Vision-Language-Action Model, Robustness, Multi-modal Learning, Robot Manipulation
New decoupled training method makes vision-language-action models 12-16% more reliable against real-world noise and corruption.
A team of researchers has introduced STRONG-VLA, a novel framework designed to solve a critical weakness in today's most advanced robot brains: fragility. Vision-Language-Action (VLA) models, which allow robots to understand visual scenes and follow language commands, often fail dramatically when faced with real-world imperfections like blurry camera feeds, occlusions, or ambiguous instructions. Current methods try to train for robustness and task performance simultaneously, which creates a conflict in optimization goals. STRONG-VLA breaks this deadlock with a simple, two-stage, decoupled approach.

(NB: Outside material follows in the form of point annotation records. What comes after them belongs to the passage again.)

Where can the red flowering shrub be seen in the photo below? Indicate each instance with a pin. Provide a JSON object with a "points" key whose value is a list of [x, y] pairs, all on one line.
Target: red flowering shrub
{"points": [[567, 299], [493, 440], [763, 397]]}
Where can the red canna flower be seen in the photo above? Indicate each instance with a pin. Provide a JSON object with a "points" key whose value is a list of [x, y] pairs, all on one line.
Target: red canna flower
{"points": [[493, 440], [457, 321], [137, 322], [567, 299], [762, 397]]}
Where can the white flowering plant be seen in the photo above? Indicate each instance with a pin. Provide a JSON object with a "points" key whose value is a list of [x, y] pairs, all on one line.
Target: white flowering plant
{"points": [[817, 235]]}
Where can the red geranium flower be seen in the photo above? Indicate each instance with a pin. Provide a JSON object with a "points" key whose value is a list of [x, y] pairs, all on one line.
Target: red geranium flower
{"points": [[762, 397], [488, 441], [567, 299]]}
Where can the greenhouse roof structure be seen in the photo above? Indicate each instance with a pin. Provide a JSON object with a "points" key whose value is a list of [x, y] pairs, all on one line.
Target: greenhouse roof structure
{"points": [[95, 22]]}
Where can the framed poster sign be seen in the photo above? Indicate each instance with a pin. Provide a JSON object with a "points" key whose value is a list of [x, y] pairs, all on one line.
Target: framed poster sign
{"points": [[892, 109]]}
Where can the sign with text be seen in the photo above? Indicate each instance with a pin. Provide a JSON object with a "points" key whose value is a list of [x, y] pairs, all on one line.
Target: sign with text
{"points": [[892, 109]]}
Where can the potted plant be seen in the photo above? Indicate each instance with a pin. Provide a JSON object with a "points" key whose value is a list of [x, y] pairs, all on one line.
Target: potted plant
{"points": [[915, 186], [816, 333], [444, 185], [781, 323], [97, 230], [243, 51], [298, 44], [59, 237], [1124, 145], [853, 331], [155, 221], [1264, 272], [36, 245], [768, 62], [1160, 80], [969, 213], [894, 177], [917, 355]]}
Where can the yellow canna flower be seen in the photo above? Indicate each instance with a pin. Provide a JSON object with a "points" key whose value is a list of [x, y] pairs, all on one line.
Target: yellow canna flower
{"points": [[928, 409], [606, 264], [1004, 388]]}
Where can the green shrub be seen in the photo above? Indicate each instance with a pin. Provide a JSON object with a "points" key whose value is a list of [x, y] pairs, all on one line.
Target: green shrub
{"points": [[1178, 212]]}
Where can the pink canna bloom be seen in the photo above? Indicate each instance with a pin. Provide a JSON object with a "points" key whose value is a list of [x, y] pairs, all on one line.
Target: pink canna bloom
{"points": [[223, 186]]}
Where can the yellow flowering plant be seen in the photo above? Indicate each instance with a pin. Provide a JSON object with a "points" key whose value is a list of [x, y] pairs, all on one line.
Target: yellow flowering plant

In Stage I, the model is exposed to a carefully designed curriculum of 28 different perturbation types—simulating everything from visual corruption to linguistic noise—with increasing difficulty. This builds a foundation of general robustness. In Stage II, the model is fine-tuned again on clean, high-quality task data to recover precise execution fidelity without losing its newfound resilience. The results are significant: on the LIBERO benchmark, the method boosted task success rates for the OpenVLA model by up to 12.60% against known perturbations and 7.77% against unseen ones. It showed even larger gains for other architectures like OpenVLA-OFT and pi0, proving its cross-model effectiveness.
The framework's practical value was confirmed through real-world testing on an AIRBOT robotic platform. By explicitly separating the learning of robustness from task alignment, STRONG-VLA provides a principled and effective path to creating AI agents that can operate reliably outside the sterile conditions of a lab. This work establishes a new benchmark for evaluating multimodal robustness and offers a scalable training blueprint for the next generation of dependable embodied AI.
- Two-stage decoupled training: First builds robustness against 28 perturbation types, then refines task performance on clean data.
- Significant performance gains: Achieved up to 16.49% higher task success rates on the LIBERO benchmark across multiple VLA model architectures.
- Real-world validation: Framework tested and proven effective on a physical AIRBOT robotic platform, moving beyond simulation.
Why It Matters
Enables more reliable robots and AI agents that can function in messy, unpredictable real-world environments, crucial for practical deployment.